Parliamentarians unanimously voted for approving the bill requiring amendments to the countries law on the national budget for 2019. 

Worked out by the government, the bill, in particular, provides for setting the rate of value added tax (VAT) for wheat delivered to the country for flour-grinding enterprises at 10 percent 

The tax benefits for domestic mills and flour suppliers were cancelled at the beginning of this year and the current rate of VAT for wheat deliveries is 18 percent. 

Meanwhile, flour prices are continuing to rise in the country.  Over the first two months of this year, flour prices have risen nearly 6.0 percent in Tajikistan. 

According to the official statistical data, the price for one kilogram of grade I wheat flour rose from 3.43 somoni in late December to 3.59 somoni in late January.     
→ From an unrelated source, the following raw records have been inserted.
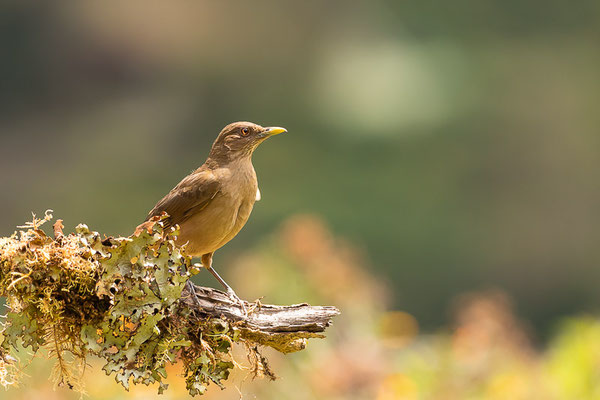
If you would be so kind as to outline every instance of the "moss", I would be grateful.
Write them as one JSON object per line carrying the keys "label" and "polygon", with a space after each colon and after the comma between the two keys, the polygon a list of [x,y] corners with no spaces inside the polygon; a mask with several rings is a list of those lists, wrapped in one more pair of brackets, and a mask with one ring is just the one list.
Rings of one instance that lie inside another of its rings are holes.
{"label": "moss", "polygon": [[[57,385],[81,388],[89,355],[125,389],[130,384],[167,388],[165,367],[181,361],[191,395],[222,386],[234,364],[231,344],[239,328],[215,318],[188,324],[180,302],[191,260],[163,231],[161,219],[126,238],[104,238],[85,225],[55,238],[35,219],[19,234],[0,238],[0,295],[9,312],[0,335],[0,383],[16,381],[11,352],[48,348]],[[251,349],[250,354],[259,354]]]}

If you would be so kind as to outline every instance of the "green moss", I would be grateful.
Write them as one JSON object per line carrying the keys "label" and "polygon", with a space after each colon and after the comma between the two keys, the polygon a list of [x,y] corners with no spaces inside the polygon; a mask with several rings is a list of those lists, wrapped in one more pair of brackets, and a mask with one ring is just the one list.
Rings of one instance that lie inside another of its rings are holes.
{"label": "green moss", "polygon": [[159,392],[167,388],[165,366],[180,360],[191,395],[211,382],[222,386],[238,328],[215,319],[186,323],[191,311],[179,299],[191,260],[175,246],[175,231],[164,232],[157,220],[150,232],[102,240],[79,225],[53,239],[39,229],[49,219],[0,239],[0,295],[10,309],[3,359],[19,345],[47,347],[57,360],[56,383],[79,388],[77,362],[95,355],[125,389],[158,383]]}

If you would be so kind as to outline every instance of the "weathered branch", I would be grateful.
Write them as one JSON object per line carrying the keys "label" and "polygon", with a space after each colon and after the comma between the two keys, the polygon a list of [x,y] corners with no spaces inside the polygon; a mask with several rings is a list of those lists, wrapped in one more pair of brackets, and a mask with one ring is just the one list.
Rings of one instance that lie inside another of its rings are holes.
{"label": "weathered branch", "polygon": [[331,306],[311,306],[306,303],[291,306],[275,306],[260,302],[245,302],[246,313],[241,305],[226,293],[201,286],[194,286],[196,303],[189,292],[185,304],[195,311],[196,318],[206,316],[237,323],[241,336],[251,342],[270,346],[283,353],[304,349],[306,339],[324,337],[321,332],[331,323],[339,310]]}

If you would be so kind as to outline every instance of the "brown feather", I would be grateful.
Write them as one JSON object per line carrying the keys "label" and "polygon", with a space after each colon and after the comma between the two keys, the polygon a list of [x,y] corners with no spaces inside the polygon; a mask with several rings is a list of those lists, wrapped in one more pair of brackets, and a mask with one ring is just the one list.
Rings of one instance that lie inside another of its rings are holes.
{"label": "brown feather", "polygon": [[219,189],[220,183],[212,171],[202,166],[171,189],[148,213],[146,221],[164,211],[169,214],[166,226],[182,224],[208,206],[219,194]]}

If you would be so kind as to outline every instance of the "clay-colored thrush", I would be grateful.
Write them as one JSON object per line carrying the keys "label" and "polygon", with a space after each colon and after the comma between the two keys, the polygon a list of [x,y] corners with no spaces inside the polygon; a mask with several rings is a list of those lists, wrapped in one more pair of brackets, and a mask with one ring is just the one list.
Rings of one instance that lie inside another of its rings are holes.
{"label": "clay-colored thrush", "polygon": [[202,266],[236,299],[235,292],[212,267],[213,253],[237,235],[254,202],[260,199],[252,153],[264,140],[283,132],[287,131],[251,122],[227,125],[213,143],[206,162],[183,178],[146,217],[148,221],[166,212],[166,226],[179,225],[177,243],[186,243],[188,254],[200,256]]}

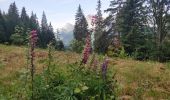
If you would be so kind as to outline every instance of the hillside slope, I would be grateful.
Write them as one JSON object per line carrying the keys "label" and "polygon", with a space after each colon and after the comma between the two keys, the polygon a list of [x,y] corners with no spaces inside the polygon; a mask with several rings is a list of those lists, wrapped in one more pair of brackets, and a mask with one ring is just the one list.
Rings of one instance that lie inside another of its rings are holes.
{"label": "hillside slope", "polygon": [[[17,73],[27,67],[27,48],[0,45],[0,97],[7,91]],[[36,50],[36,72],[45,67],[47,50]],[[81,56],[72,52],[53,53],[54,62],[62,67],[80,61]],[[170,99],[170,64],[158,62],[140,62],[132,59],[110,58],[111,72],[116,72],[118,96],[125,100]]]}

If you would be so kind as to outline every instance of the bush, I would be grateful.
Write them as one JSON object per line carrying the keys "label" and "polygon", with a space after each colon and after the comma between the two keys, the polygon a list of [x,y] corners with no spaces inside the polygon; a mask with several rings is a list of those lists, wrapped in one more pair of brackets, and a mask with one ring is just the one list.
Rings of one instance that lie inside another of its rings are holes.
{"label": "bush", "polygon": [[59,50],[59,51],[64,50],[64,43],[63,43],[63,41],[61,41],[61,40],[56,41],[55,49]]}
{"label": "bush", "polygon": [[110,57],[120,57],[120,58],[126,58],[127,54],[126,51],[124,49],[124,47],[113,47],[113,46],[109,46],[108,47],[108,51],[107,51],[107,55]]}
{"label": "bush", "polygon": [[25,42],[23,36],[20,36],[19,34],[12,34],[10,39],[12,41],[12,44],[15,45],[23,45]]}
{"label": "bush", "polygon": [[70,43],[70,48],[72,51],[81,53],[84,47],[84,43],[78,40],[72,40]]}

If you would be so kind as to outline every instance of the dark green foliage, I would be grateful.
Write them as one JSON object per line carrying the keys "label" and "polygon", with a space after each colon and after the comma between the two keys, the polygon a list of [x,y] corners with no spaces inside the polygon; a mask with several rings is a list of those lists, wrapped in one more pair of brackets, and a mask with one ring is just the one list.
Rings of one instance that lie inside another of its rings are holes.
{"label": "dark green foliage", "polygon": [[98,0],[96,10],[97,10],[97,14],[96,14],[96,27],[94,31],[94,50],[98,53],[105,53],[108,43],[106,37],[107,33],[103,31],[103,18],[102,18],[100,0]]}
{"label": "dark green foliage", "polygon": [[70,48],[72,51],[77,52],[77,53],[81,53],[84,47],[84,43],[82,41],[78,41],[78,40],[72,40],[70,43]]}
{"label": "dark green foliage", "polygon": [[64,43],[63,41],[60,39],[60,32],[59,30],[57,29],[57,32],[56,32],[56,43],[55,43],[55,49],[56,50],[64,50]]}
{"label": "dark green foliage", "polygon": [[47,44],[49,44],[51,41],[55,41],[53,27],[51,23],[48,25],[45,12],[43,12],[41,20],[41,32],[39,34],[40,47],[46,48]]}
{"label": "dark green foliage", "polygon": [[24,28],[24,32],[26,33],[29,28],[30,20],[28,14],[26,13],[25,7],[22,8],[20,21],[20,24]]}
{"label": "dark green foliage", "polygon": [[[99,33],[96,33],[99,34]],[[100,37],[96,38],[94,41],[95,51],[98,53],[106,53],[110,44],[110,39],[107,32],[103,31]]]}
{"label": "dark green foliage", "polygon": [[79,5],[76,17],[75,17],[75,26],[74,26],[74,39],[78,41],[83,41],[85,43],[85,38],[88,33],[88,24],[86,18],[83,14],[81,6]]}
{"label": "dark green foliage", "polygon": [[145,45],[146,22],[144,13],[141,13],[142,4],[140,0],[127,0],[117,17],[116,23],[118,31],[122,34],[122,44],[129,55]]}
{"label": "dark green foliage", "polygon": [[[56,45],[53,27],[51,23],[48,25],[44,12],[40,28],[36,14],[32,12],[29,17],[25,7],[23,7],[19,16],[15,2],[10,4],[7,14],[2,14],[0,11],[0,43],[25,45],[31,30],[36,30],[38,33],[38,47],[46,48],[50,41]],[[62,41],[58,43],[59,48],[63,48]]]}
{"label": "dark green foliage", "polygon": [[30,22],[29,22],[29,28],[31,30],[40,30],[39,29],[39,23],[38,23],[38,19],[36,14],[34,14],[33,12],[31,13],[31,17],[30,17]]}
{"label": "dark green foliage", "polygon": [[70,43],[70,49],[77,53],[81,53],[83,46],[85,45],[85,38],[88,33],[88,24],[86,18],[83,14],[81,6],[79,5],[76,16],[75,16],[75,26],[74,26],[74,40]]}
{"label": "dark green foliage", "polygon": [[62,40],[56,41],[55,49],[56,50],[64,50],[64,43]]}
{"label": "dark green foliage", "polygon": [[16,26],[15,27],[15,33],[11,35],[10,39],[12,41],[12,44],[15,45],[24,45],[26,44],[26,39],[27,39],[27,35],[24,34],[24,28],[23,27],[19,27]]}
{"label": "dark green foliage", "polygon": [[10,36],[14,34],[15,26],[19,25],[19,13],[15,2],[9,6],[7,14],[7,40],[9,41]]}
{"label": "dark green foliage", "polygon": [[112,0],[107,9],[110,15],[106,25],[112,25],[110,32],[118,33],[126,53],[138,60],[154,58],[153,52],[157,51],[153,28],[148,26],[146,4],[145,0]]}
{"label": "dark green foliage", "polygon": [[[169,35],[170,0],[148,0],[148,20],[153,23],[154,39],[156,43],[157,60],[162,62],[167,58],[164,54],[164,45]],[[165,48],[164,48],[165,49]],[[164,56],[163,56],[164,55]],[[167,59],[168,60],[168,59]]]}
{"label": "dark green foliage", "polygon": [[6,25],[4,17],[0,11],[0,43],[3,43],[6,41]]}
{"label": "dark green foliage", "polygon": [[[102,79],[101,72],[80,68],[77,64],[67,66],[67,74],[59,66],[50,66],[50,73],[45,70],[35,77],[35,99],[39,100],[114,100],[116,83],[113,77]],[[54,69],[55,67],[55,69]],[[48,82],[46,77],[48,76]]]}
Specialists at the National Bank of Tajikistan said that the price hike has resulted from the rising cost of wheat in the countries that provide the bulk of Tajikistan’s wheat and flour imports and rising transit tariffs.

According to data from the Agency for Statistics under the President of Tajikistan, Tajikistan has imported nearly 200,000 tons of wheat over the first two months of this year, which was 90 percent more than in the same period last year.

Over the same two-month period, Tajikistan has reportedly imported more than 12,000 tons of wheat flour, which was nearly four times more than in January-February 2018. 

Kazakhstan provides the bulk of Tajikistan’s wheat and flour imports.  According to Kazinform, export price for Kazakh wheat rose 24.6 percent in January this year.